Role playing, as in Dungeons & Dragons. Yep, seriously. I was in an AP European History class in high school despite being a "B" student and everyone of my "higher GPA" classmates and I had to give an oral presentation about a research project we were randomly assigned. Well, in short, all of those straight "A" students sucked. Everyone was nervous and everyone gave the same dry performance.
The bonus I had is that I knew the teacher from another class and he was a really easy-going guy who also had a rather odd sense of humor (I referenced Monty Python a few times on papers and he just started to fill the paper with red ink in Monty Python quotes).
The speech was on Castiglione's Book of the Courtier (IE. the royal book of manners)
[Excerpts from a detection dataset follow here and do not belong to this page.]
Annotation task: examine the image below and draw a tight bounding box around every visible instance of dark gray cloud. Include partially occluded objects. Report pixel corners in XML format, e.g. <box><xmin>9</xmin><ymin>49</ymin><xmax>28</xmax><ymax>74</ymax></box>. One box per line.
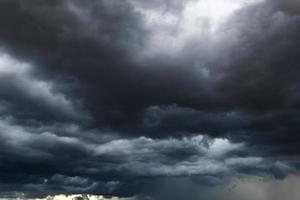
<box><xmin>0</xmin><ymin>0</ymin><xmax>300</xmax><ymax>196</ymax></box>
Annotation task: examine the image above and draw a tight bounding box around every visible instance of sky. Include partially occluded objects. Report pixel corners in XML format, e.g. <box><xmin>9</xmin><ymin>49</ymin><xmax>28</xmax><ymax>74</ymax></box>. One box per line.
<box><xmin>0</xmin><ymin>0</ymin><xmax>300</xmax><ymax>200</ymax></box>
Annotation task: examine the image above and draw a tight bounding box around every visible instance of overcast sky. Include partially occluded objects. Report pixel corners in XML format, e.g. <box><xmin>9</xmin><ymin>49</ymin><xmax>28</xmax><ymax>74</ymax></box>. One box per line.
<box><xmin>0</xmin><ymin>0</ymin><xmax>300</xmax><ymax>200</ymax></box>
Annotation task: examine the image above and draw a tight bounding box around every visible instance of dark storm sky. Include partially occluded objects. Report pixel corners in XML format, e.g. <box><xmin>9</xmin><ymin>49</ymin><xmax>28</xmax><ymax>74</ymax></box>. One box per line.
<box><xmin>0</xmin><ymin>0</ymin><xmax>300</xmax><ymax>196</ymax></box>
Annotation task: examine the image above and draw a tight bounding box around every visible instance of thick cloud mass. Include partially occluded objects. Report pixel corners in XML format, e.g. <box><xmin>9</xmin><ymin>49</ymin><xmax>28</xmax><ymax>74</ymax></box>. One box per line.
<box><xmin>0</xmin><ymin>0</ymin><xmax>300</xmax><ymax>199</ymax></box>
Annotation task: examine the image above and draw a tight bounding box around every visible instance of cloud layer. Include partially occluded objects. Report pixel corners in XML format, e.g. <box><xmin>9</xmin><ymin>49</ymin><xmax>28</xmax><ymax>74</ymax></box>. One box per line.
<box><xmin>0</xmin><ymin>0</ymin><xmax>300</xmax><ymax>196</ymax></box>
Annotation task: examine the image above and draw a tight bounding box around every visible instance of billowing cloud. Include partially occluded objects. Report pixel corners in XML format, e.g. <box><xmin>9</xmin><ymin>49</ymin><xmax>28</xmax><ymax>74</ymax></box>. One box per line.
<box><xmin>0</xmin><ymin>0</ymin><xmax>300</xmax><ymax>196</ymax></box>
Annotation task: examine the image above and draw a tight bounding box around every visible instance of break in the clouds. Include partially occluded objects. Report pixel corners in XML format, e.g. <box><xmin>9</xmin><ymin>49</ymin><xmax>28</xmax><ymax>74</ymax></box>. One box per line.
<box><xmin>0</xmin><ymin>0</ymin><xmax>300</xmax><ymax>199</ymax></box>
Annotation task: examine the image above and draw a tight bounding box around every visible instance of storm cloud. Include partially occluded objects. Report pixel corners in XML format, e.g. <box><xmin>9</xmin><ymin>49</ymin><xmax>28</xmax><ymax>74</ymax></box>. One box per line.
<box><xmin>0</xmin><ymin>0</ymin><xmax>300</xmax><ymax>199</ymax></box>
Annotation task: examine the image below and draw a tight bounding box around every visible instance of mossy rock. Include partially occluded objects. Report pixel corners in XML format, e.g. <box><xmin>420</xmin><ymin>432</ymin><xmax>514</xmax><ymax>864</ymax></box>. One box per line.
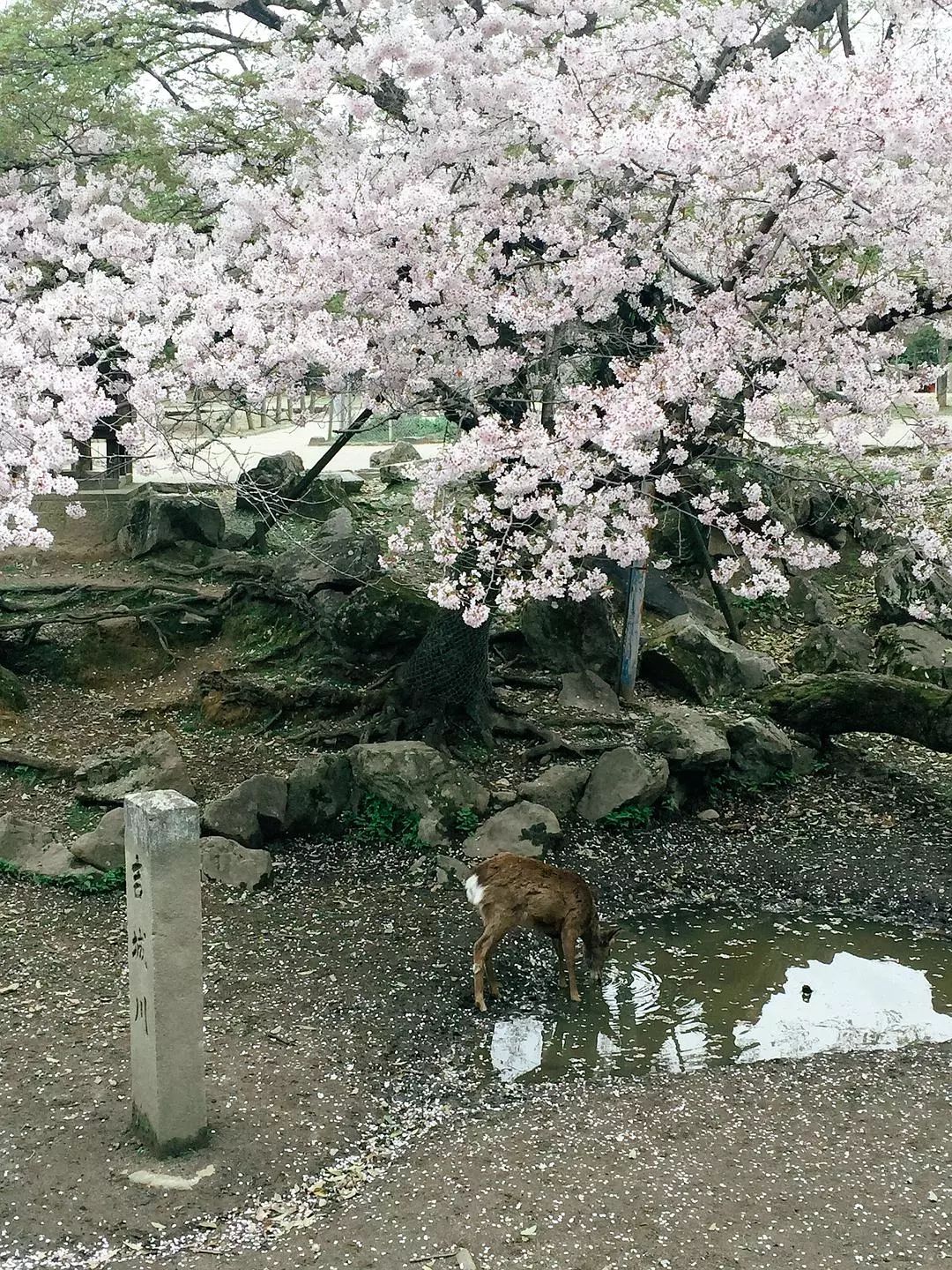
<box><xmin>0</xmin><ymin>666</ymin><xmax>29</xmax><ymax>713</ymax></box>
<box><xmin>330</xmin><ymin>578</ymin><xmax>439</xmax><ymax>661</ymax></box>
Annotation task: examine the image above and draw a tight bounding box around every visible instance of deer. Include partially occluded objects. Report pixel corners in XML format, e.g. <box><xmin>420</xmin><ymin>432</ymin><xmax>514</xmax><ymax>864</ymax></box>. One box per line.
<box><xmin>465</xmin><ymin>851</ymin><xmax>618</xmax><ymax>1011</ymax></box>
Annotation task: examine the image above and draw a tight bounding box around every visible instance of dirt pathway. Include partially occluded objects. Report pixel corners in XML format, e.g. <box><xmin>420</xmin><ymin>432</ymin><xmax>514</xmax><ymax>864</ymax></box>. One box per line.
<box><xmin>163</xmin><ymin>1047</ymin><xmax>952</xmax><ymax>1270</ymax></box>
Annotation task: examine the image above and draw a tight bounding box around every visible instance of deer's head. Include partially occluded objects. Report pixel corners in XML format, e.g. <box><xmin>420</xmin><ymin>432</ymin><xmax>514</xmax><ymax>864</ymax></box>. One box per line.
<box><xmin>589</xmin><ymin>926</ymin><xmax>620</xmax><ymax>983</ymax></box>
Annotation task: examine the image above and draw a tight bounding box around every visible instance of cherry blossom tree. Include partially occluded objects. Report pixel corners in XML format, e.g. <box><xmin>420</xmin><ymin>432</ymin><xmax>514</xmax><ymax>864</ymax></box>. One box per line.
<box><xmin>0</xmin><ymin>0</ymin><xmax>952</xmax><ymax>716</ymax></box>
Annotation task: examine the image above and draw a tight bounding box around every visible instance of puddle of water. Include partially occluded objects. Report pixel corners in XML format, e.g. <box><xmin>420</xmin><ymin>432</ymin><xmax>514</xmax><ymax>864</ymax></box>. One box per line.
<box><xmin>481</xmin><ymin>915</ymin><xmax>952</xmax><ymax>1082</ymax></box>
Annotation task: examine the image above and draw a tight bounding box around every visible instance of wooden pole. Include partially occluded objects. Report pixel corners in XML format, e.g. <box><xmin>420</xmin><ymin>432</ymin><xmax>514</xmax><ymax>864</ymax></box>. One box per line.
<box><xmin>618</xmin><ymin>561</ymin><xmax>647</xmax><ymax>705</ymax></box>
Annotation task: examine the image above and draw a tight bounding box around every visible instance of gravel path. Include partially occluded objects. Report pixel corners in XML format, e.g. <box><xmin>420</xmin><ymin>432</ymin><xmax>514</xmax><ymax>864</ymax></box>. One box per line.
<box><xmin>152</xmin><ymin>1047</ymin><xmax>952</xmax><ymax>1270</ymax></box>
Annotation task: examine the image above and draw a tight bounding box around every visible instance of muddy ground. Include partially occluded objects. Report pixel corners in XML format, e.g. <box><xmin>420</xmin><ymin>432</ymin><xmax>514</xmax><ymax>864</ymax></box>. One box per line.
<box><xmin>0</xmin><ymin>743</ymin><xmax>952</xmax><ymax>1267</ymax></box>
<box><xmin>166</xmin><ymin>1047</ymin><xmax>952</xmax><ymax>1270</ymax></box>
<box><xmin>0</xmin><ymin>538</ymin><xmax>952</xmax><ymax>1270</ymax></box>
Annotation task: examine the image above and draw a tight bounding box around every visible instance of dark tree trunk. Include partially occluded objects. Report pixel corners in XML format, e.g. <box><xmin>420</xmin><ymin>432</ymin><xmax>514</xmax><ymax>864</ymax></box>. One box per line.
<box><xmin>762</xmin><ymin>673</ymin><xmax>952</xmax><ymax>754</ymax></box>
<box><xmin>396</xmin><ymin>609</ymin><xmax>491</xmax><ymax>745</ymax></box>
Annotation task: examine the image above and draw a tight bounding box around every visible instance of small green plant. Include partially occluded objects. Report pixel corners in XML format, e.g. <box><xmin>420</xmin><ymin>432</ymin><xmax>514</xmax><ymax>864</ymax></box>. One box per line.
<box><xmin>603</xmin><ymin>803</ymin><xmax>651</xmax><ymax>829</ymax></box>
<box><xmin>343</xmin><ymin>794</ymin><xmax>420</xmax><ymax>847</ymax></box>
<box><xmin>456</xmin><ymin>806</ymin><xmax>480</xmax><ymax>833</ymax></box>
<box><xmin>66</xmin><ymin>803</ymin><xmax>101</xmax><ymax>833</ymax></box>
<box><xmin>0</xmin><ymin>860</ymin><xmax>126</xmax><ymax>895</ymax></box>
<box><xmin>710</xmin><ymin>771</ymin><xmax>800</xmax><ymax>796</ymax></box>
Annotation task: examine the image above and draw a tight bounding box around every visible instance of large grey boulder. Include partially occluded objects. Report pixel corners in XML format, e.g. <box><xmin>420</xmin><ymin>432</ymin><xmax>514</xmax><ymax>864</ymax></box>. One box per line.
<box><xmin>876</xmin><ymin>624</ymin><xmax>952</xmax><ymax>688</ymax></box>
<box><xmin>76</xmin><ymin>731</ymin><xmax>196</xmax><ymax>804</ymax></box>
<box><xmin>346</xmin><ymin>741</ymin><xmax>488</xmax><ymax>843</ymax></box>
<box><xmin>517</xmin><ymin>763</ymin><xmax>589</xmax><ymax>820</ymax></box>
<box><xmin>727</xmin><ymin>716</ymin><xmax>793</xmax><ymax>785</ymax></box>
<box><xmin>0</xmin><ymin>813</ymin><xmax>96</xmax><ymax>878</ymax></box>
<box><xmin>559</xmin><ymin>670</ymin><xmax>621</xmax><ymax>715</ymax></box>
<box><xmin>70</xmin><ymin>617</ymin><xmax>171</xmax><ymax>687</ymax></box>
<box><xmin>787</xmin><ymin>574</ymin><xmax>839</xmax><ymax>626</ymax></box>
<box><xmin>645</xmin><ymin>705</ymin><xmax>731</xmax><ymax>773</ymax></box>
<box><xmin>464</xmin><ymin>803</ymin><xmax>562</xmax><ymax>860</ymax></box>
<box><xmin>116</xmin><ymin>485</ymin><xmax>225</xmax><ymax>559</ymax></box>
<box><xmin>793</xmin><ymin>626</ymin><xmax>872</xmax><ymax>675</ymax></box>
<box><xmin>286</xmin><ymin>754</ymin><xmax>353</xmax><ymax>833</ymax></box>
<box><xmin>874</xmin><ymin>550</ymin><xmax>952</xmax><ymax>636</ymax></box>
<box><xmin>202</xmin><ymin>773</ymin><xmax>288</xmax><ymax>849</ymax></box>
<box><xmin>274</xmin><ymin>507</ymin><xmax>382</xmax><ymax>595</ymax></box>
<box><xmin>199</xmin><ymin>837</ymin><xmax>271</xmax><ymax>890</ymax></box>
<box><xmin>234</xmin><ymin>450</ymin><xmax>305</xmax><ymax>519</ymax></box>
<box><xmin>641</xmin><ymin>615</ymin><xmax>778</xmax><ymax>701</ymax></box>
<box><xmin>370</xmin><ymin>441</ymin><xmax>423</xmax><ymax>485</ymax></box>
<box><xmin>579</xmin><ymin>745</ymin><xmax>669</xmax><ymax>820</ymax></box>
<box><xmin>518</xmin><ymin>595</ymin><xmax>621</xmax><ymax>678</ymax></box>
<box><xmin>69</xmin><ymin>806</ymin><xmax>126</xmax><ymax>871</ymax></box>
<box><xmin>321</xmin><ymin>578</ymin><xmax>431</xmax><ymax>666</ymax></box>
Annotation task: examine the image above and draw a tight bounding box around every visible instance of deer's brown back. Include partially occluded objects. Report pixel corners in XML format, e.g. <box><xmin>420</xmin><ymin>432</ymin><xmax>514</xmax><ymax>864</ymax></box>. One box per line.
<box><xmin>476</xmin><ymin>852</ymin><xmax>594</xmax><ymax>935</ymax></box>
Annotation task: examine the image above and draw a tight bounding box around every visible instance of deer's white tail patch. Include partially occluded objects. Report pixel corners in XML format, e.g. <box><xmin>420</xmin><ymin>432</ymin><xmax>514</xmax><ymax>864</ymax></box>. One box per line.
<box><xmin>465</xmin><ymin>874</ymin><xmax>487</xmax><ymax>908</ymax></box>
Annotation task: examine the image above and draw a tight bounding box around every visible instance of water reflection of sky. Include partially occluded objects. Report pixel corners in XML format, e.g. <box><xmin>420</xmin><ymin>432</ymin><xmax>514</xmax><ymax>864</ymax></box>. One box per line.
<box><xmin>490</xmin><ymin>941</ymin><xmax>952</xmax><ymax>1082</ymax></box>
<box><xmin>733</xmin><ymin>952</ymin><xmax>952</xmax><ymax>1063</ymax></box>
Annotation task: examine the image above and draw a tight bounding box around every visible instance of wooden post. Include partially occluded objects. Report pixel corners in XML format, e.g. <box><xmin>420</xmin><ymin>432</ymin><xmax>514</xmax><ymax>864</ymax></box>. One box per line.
<box><xmin>618</xmin><ymin>561</ymin><xmax>647</xmax><ymax>705</ymax></box>
<box><xmin>126</xmin><ymin>790</ymin><xmax>208</xmax><ymax>1155</ymax></box>
<box><xmin>935</xmin><ymin>339</ymin><xmax>948</xmax><ymax>410</ymax></box>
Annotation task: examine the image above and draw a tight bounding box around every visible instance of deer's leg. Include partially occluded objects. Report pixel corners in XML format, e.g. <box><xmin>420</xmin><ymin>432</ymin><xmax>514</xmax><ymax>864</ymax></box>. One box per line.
<box><xmin>472</xmin><ymin>926</ymin><xmax>505</xmax><ymax>1010</ymax></box>
<box><xmin>550</xmin><ymin>935</ymin><xmax>569</xmax><ymax>988</ymax></box>
<box><xmin>562</xmin><ymin>926</ymin><xmax>582</xmax><ymax>1001</ymax></box>
<box><xmin>487</xmin><ymin>952</ymin><xmax>499</xmax><ymax>997</ymax></box>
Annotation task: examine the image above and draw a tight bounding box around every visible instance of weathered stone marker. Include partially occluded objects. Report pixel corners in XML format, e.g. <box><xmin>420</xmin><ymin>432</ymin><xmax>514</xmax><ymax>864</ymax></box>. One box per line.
<box><xmin>126</xmin><ymin>790</ymin><xmax>208</xmax><ymax>1155</ymax></box>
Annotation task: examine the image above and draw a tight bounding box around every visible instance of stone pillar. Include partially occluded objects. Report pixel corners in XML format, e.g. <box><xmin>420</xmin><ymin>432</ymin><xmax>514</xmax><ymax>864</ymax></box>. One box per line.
<box><xmin>126</xmin><ymin>790</ymin><xmax>208</xmax><ymax>1155</ymax></box>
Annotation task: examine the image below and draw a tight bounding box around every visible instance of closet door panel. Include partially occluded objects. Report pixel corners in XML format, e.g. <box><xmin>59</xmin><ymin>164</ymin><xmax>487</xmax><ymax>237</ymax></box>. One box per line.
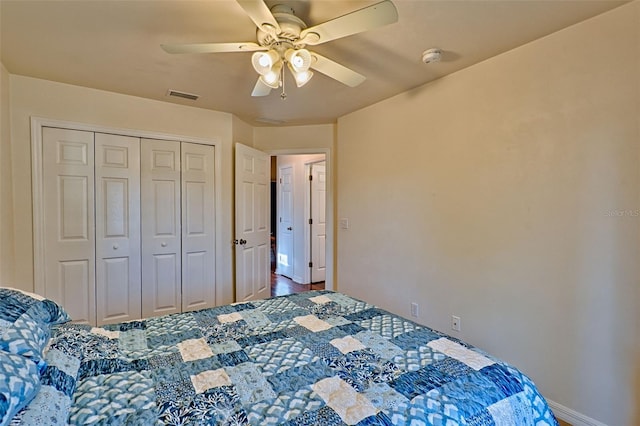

So in light of all of that, I decided I was going to give a speech completely different and I actually started to role play the speech in front of everyone, treating them all like uncivilized slobs and referencing "the book" for proper manners. The teacher and his assistant were laughing themselves off the chair and my classmates gave me a bunch of "deer in headlights" looks.
You know what? From that point on, I don't actually fear public speaking anymore
I discovered what makes it tolerable is interactive audience participation, asking questions, responding to jokes, etc. Professors in college got pissed off because my outline notes were all of about 5 words and didn't follow the standard format they gave us, but I'd be able to give a 5 minute presentation with those 5 words, so I must have been doing something right, right?
The other part was acting. Performance of Literature my Senior year on college. I must have been the only Business-related degree student in the class. But shattering that nervous barricade of "oh my god they're all staring at me!" and letting go of all of those reservations actually helped me no longer hate public speaking.